Secondly, the theory says that a system is stable when poles are in left s-plane and, thus, decay in time. But, wait. Does'n "pole" mean the infinite response -- the growth in time?
Finally, is it right question in DSP? IMO, D stands for digital whereas s-domain is analog. I do not find s-plane or Laplace transform tags to label my post.
update Thanks for the answers. It seems that I have got it except the one minor but fundamental thing -- the relationship of poles (and zeroes) with frequency. Basically, why are eigenvalues (or, how do you call the $s$ operator/variable) related with frequency? It should be somehow related with exponential growth and Laplace transform. I quite understand that poles happen to be eigenvalues (especially for discrete recurrences). But, how is this related with frequency?
Answer
I think there are actually 3 questions in your question:
Q1: Can I derive the frequency response given the poles of a (linear time-invariant) system?

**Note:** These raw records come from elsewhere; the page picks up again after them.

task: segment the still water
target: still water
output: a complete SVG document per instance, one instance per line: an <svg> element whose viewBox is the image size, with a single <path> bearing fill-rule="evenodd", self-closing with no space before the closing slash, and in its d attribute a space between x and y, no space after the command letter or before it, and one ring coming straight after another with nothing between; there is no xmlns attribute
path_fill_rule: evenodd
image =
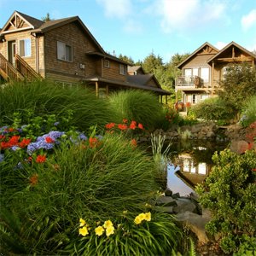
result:
<svg viewBox="0 0 256 256"><path fill-rule="evenodd" d="M194 192L195 186L211 172L214 152L224 149L227 145L227 142L205 140L172 142L168 155L167 188L183 196Z"/></svg>

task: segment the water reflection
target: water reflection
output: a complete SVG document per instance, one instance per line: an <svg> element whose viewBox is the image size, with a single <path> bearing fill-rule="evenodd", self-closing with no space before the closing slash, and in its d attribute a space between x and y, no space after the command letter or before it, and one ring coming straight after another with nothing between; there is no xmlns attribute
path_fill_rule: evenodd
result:
<svg viewBox="0 0 256 256"><path fill-rule="evenodd" d="M226 146L226 143L205 141L173 143L167 166L167 187L180 195L195 192L195 185L201 183L211 172L214 152L223 150Z"/></svg>

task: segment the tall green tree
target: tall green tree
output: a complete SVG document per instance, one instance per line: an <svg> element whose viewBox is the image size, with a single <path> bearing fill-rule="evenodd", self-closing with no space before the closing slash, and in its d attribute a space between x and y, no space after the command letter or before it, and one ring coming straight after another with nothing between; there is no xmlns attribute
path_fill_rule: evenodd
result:
<svg viewBox="0 0 256 256"><path fill-rule="evenodd" d="M239 113L247 99L256 95L256 67L247 63L230 66L220 86L219 96Z"/></svg>

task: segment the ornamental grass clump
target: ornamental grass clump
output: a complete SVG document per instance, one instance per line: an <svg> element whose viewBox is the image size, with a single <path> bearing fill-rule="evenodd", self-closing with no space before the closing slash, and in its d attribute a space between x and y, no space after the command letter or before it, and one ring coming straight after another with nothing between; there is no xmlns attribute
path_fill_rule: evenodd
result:
<svg viewBox="0 0 256 256"><path fill-rule="evenodd" d="M0 123L13 123L13 113L20 113L21 122L29 124L31 117L55 113L59 119L69 113L69 125L86 131L97 125L98 129L117 121L115 112L104 99L83 85L62 87L50 81L16 83L0 88Z"/></svg>
<svg viewBox="0 0 256 256"><path fill-rule="evenodd" d="M152 196L157 189L154 166L144 152L120 135L90 138L66 140L51 154L39 148L32 161L8 150L0 163L1 176L5 175L1 205L21 224L11 236L0 209L8 237L1 244L8 247L15 237L27 254L50 254L69 243L81 216L91 221L115 219L125 209L138 212ZM19 161L20 169L15 167Z"/></svg>
<svg viewBox="0 0 256 256"><path fill-rule="evenodd" d="M83 215L84 216L84 215ZM181 230L170 214L124 211L119 218L91 222L80 218L76 236L61 253L68 255L171 255Z"/></svg>
<svg viewBox="0 0 256 256"><path fill-rule="evenodd" d="M154 129L163 115L158 97L147 91L121 90L109 96L109 103L120 116L119 122L136 120L148 130Z"/></svg>

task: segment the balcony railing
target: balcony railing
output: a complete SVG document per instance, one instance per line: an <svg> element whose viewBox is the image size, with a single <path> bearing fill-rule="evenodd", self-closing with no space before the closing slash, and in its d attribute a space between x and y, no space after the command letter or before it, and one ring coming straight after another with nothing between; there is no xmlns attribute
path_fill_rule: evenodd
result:
<svg viewBox="0 0 256 256"><path fill-rule="evenodd" d="M201 86L201 78L198 76L178 77L176 79L175 86L197 88Z"/></svg>

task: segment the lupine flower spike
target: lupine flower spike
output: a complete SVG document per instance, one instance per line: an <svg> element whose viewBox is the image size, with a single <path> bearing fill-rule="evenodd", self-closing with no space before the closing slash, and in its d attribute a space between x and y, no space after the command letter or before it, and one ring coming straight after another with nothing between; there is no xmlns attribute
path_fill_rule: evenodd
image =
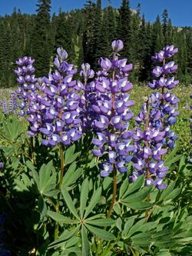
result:
<svg viewBox="0 0 192 256"><path fill-rule="evenodd" d="M133 158L134 171L130 180L134 181L139 175L145 175L146 185L153 185L158 189L167 187L163 183L168 168L164 166L163 156L167 148L173 148L177 136L170 130L176 122L179 99L170 90L179 84L174 77L170 77L177 69L174 62L166 63L167 58L177 52L174 45L166 46L152 57L155 62L163 62L152 71L152 76L159 78L148 83L154 89L161 89L151 95L143 105L142 110L136 118L137 128L133 136L137 152Z"/></svg>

Yes, you can, up to a constant. If $s_{\infty,i}$, $i=1,\ldots,N,$ are the poles of the transfer function, you can write the transfer function as
$$H(s)=\frac{k}{(s-s_{\infty,1})(s-s_{\infty,2})\ldots (s-s_{\infty,N})}\tag{1}$$
Note that $s$ is a complex variable $s=\sigma+j\omega$, and the frequency variable $\omega$ corresponds to the imaginary axis of the complex $s$-plane. Now we need to get the frequency response from the transfer function. For stable systems this can simply be done by evaluating the transfer function $H(s)$ for $s=j\omega$. So you replace $s$ by $j\omega$ in (1) and you're done. Note, however, that this is only true for stable systems (i.e. if the region of convergence of $H(s)$ includes the $j\omega$-axis).

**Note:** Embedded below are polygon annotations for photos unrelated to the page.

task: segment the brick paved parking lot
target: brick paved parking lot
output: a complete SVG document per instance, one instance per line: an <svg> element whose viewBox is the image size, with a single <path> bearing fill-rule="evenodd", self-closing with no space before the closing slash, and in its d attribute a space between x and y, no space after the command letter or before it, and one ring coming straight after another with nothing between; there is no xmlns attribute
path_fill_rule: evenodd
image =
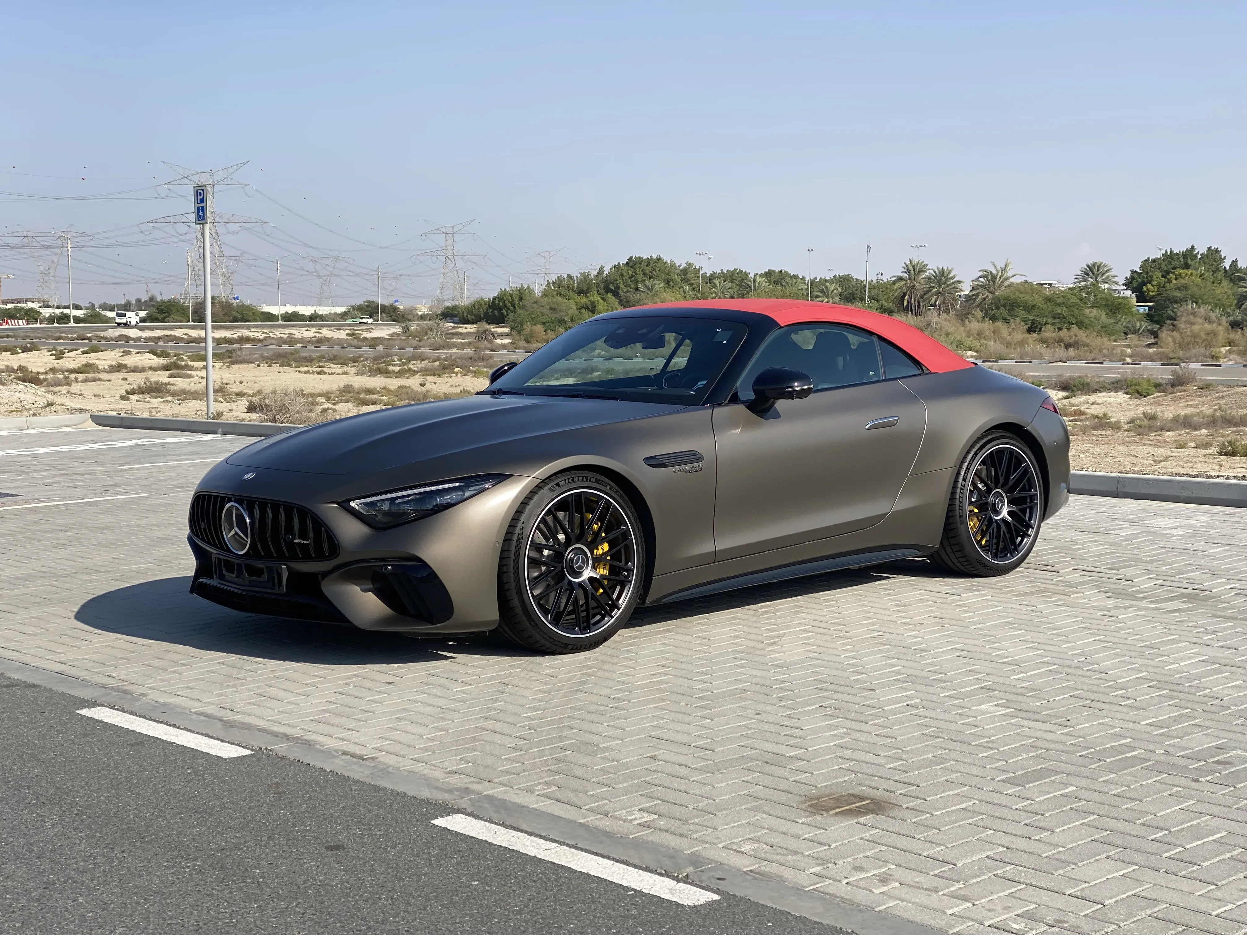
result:
<svg viewBox="0 0 1247 935"><path fill-rule="evenodd" d="M0 656L946 931L1247 931L1247 511L1075 497L1005 578L827 575L546 658L190 597L190 490L242 444L0 434Z"/></svg>

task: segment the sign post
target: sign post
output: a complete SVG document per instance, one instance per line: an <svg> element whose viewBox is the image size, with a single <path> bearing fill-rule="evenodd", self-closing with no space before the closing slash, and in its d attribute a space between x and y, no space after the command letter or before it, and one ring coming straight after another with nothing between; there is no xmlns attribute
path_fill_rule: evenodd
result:
<svg viewBox="0 0 1247 935"><path fill-rule="evenodd" d="M208 226L211 196L208 186L195 186L195 223L203 241L203 370L207 378L207 404L205 411L212 419L212 251L209 249L211 228Z"/></svg>

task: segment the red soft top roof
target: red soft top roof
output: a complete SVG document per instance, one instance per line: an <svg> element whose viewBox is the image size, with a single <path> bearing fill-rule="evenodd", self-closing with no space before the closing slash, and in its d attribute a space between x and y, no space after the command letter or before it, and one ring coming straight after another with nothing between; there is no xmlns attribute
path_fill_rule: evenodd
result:
<svg viewBox="0 0 1247 935"><path fill-rule="evenodd" d="M801 299L707 299L633 305L626 310L640 312L648 308L722 308L733 312L754 312L773 318L779 325L804 322L850 324L890 340L933 373L974 367L955 350L945 348L913 325L892 315L880 315L878 312L867 312L864 308L853 308L852 305L831 305L826 302L802 302Z"/></svg>

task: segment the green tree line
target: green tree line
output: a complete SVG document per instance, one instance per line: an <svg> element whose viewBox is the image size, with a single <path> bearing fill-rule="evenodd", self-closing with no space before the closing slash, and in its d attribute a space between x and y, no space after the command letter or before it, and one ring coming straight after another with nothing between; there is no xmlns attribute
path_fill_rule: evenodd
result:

Q2: How can a stable system have poles?
As you already know, for causal and stable systems, all poles must lie in the left half-plane of the complex $s$-plane. Indeed, the value of the transfer function $H(s)$ will go to infinity at a pole $s=s_{\infty}$, but the frequency response will be OK, because if all poles are in the left half-plane, there are no poles on the $j\omega$-axis (or to the right of it). If you look at it in the time-domain, then each (simple) pole has a contribution of $e^{s_{\infty}t}$ to the system's impulse response. If the pole is located in the left half-plane, this means that $s_{\infty}=\sigma_{\infty}+j\omega_{\infty}$ has a negative real part $\sigma_{\infty}<0$. So
$$e^{s_{\infty}t}=e^{\sigma_{\infty}}e^{j\omega_{\infty}}$$
is an exponentially damped function and does not grow but decays, because $\sigma_{\infty}<0$.

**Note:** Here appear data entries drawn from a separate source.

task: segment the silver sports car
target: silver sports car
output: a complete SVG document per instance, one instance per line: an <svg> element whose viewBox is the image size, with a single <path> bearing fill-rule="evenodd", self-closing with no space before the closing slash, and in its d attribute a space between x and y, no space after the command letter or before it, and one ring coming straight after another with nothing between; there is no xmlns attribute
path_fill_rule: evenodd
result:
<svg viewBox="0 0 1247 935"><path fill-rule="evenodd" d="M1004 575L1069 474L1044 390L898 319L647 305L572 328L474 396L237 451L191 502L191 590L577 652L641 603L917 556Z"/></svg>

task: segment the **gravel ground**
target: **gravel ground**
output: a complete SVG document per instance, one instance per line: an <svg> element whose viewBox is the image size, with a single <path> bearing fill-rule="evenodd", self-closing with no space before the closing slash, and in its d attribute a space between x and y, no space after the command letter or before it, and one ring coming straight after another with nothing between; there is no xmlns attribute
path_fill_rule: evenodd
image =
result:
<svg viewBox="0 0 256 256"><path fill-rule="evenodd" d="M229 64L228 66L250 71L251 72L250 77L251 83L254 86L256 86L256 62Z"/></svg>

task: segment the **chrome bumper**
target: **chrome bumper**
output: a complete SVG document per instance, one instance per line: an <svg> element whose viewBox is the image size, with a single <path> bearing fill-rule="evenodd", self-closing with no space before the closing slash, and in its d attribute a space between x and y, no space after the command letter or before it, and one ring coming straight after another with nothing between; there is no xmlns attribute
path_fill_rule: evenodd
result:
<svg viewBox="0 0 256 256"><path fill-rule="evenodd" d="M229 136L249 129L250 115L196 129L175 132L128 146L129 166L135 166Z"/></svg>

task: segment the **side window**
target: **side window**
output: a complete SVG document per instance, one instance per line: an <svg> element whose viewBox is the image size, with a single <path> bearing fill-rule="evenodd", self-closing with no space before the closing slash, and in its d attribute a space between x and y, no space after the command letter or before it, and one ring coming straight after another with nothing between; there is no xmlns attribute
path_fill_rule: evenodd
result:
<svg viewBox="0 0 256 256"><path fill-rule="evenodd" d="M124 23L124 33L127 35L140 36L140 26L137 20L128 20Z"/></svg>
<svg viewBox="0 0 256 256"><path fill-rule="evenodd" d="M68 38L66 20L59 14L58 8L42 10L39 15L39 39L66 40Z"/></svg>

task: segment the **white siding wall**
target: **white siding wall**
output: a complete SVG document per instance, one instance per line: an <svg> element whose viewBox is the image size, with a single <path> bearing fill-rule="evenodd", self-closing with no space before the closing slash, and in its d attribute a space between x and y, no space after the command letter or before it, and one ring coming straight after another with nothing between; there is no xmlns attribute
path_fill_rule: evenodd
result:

Q3: Does this question belong here?
Other community members have to judge whether this question belongs here. I think that it does. It is obviously not directly related to pure DSP, but DSP engineers very often also have to deal with analog signals and systems before AD conversion, so they also know about continuous system theory. Second, almost all DSP people (at least the ones with traditional training) got quite some exposure to general signals and systems theory, including continuous-time and discrete-time systems.
By the way, for discrete-time systems you get the $\mathcal{Z}$-transform instead of the Laplace-transform, and your complex variable is now called $z$ instead of $s$. The variable $D$ that you've mentioned is defined as $D=z^{-1}$ and is mainly used in the coding literature. By its definition, it denotes a delay element, so $D$ stands for "delay" (not "digital").
If you know that the left half-plane of the complex $s$-plane maps to the region inside the unit circle of the complex $z$-plane (i.e. $|z|<1$), and the $j\omega$-axis maps to the unit circle $|z|=1$, then almost everything you know about one of the two domains will easily carry over to the other domain.